If I understand this correctly, your triangles have the same size and angles, so you should be able to tranform them so that they have (at least) one point in common. After this, they should only differ in rotation or could be mirrored, so you could f.e. get the angles between the triangle lines and try these for rotation and could mirror one of the triangles if none of the angles works.

如果我理解正确的话,你的三角形的大小和角度是一样的,所以你应该可以把它们变形,这样它们至少有一个共同点。
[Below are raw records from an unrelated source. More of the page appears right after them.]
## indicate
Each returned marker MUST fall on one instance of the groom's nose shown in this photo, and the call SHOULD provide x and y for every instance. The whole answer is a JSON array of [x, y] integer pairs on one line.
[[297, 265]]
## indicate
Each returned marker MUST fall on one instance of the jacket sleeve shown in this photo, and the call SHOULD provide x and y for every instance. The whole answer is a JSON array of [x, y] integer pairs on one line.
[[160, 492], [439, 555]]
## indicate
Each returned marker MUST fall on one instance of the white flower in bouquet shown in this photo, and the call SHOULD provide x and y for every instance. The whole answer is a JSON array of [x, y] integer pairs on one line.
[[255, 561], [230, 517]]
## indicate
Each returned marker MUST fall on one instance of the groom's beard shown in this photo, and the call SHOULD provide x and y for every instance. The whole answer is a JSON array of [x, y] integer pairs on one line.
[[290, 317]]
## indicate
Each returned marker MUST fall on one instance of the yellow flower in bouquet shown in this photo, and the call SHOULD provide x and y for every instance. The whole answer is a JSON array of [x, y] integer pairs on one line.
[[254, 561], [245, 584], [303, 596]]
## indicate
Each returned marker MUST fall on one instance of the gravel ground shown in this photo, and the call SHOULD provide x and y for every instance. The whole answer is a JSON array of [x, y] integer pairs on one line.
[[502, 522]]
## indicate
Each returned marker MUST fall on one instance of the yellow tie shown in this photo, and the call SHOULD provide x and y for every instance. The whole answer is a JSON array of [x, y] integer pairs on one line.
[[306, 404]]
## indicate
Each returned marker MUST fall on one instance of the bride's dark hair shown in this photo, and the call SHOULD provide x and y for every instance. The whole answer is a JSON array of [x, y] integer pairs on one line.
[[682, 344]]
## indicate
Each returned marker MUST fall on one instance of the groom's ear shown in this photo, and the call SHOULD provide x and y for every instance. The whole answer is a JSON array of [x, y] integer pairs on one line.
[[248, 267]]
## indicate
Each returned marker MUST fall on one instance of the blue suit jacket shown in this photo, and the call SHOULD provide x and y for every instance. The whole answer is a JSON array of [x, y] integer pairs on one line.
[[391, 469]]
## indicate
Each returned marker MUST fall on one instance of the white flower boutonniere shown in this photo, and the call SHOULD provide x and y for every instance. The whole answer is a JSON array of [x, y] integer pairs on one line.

在此之后,它们应该只在旋转上有所不同或者可以被镜像,所以你可以得到三角形线之间的夹角,并尝试用它们来旋转,如果没有任何一个角起作用,你就可以镜像其中一个三角形。

EDIT: OK, that's not enough, affine transformations also can contain shear and scaling... Scaling could be done easily, just divide the length of the lines, this will also give you some information about corresponding lines of the triangles, but shearing will be harder...

编辑:好的,这还不够,仿射变换也可以包含剪切和缩放…缩放很容易,只需要划分线条的长度,这也会给你一些关于三角形对应线条的信息,但是剪切会更困难……

OTOH, couldn't you just solve some equation system for this? After all, there should be a transformation matrix and 3 points (new and old)...

OTOH,你不能解一些方程系统吗?毕竟,应该有一个变换矩阵和3个点(新的和旧的)……

#4


1  

Just formule the problem as a set of equations and then solve it:

把这个问题写成一组方程,然后解出来:

P1 * M = P1'
P2 * M = P2'
P3 * M = P3'

M is a 3x3 matrix like:

M是一个3x3矩阵:

[m00, m01, m02;
 m10, m11, m12;
 0  ,   0,   1]

And P_i is a tuple [k*x_i, k*y_i, k] (homogeneous coordinates)...

P_i是一个元组[k*x_i, k*y_i, k](齐次坐标)…

You can now try to expand the 3 matricial equations shown above and make a new system, with the m_ij as incognits and solve it, but if I'm not missing something (and maybe I am), you need one point more to specify completely the transformation, or otherwise you'll have an extra degree of freedom (and of course you can fix it).

你现在可以尝试扩大上面所示的3 matricial方程,使一个新系统,与m_ij incognits并解决它,但是如果我不缺少一些(或许我),你更需要一个点指定完全转换,或者你会有一个额外的*度(当然你可以修复它)。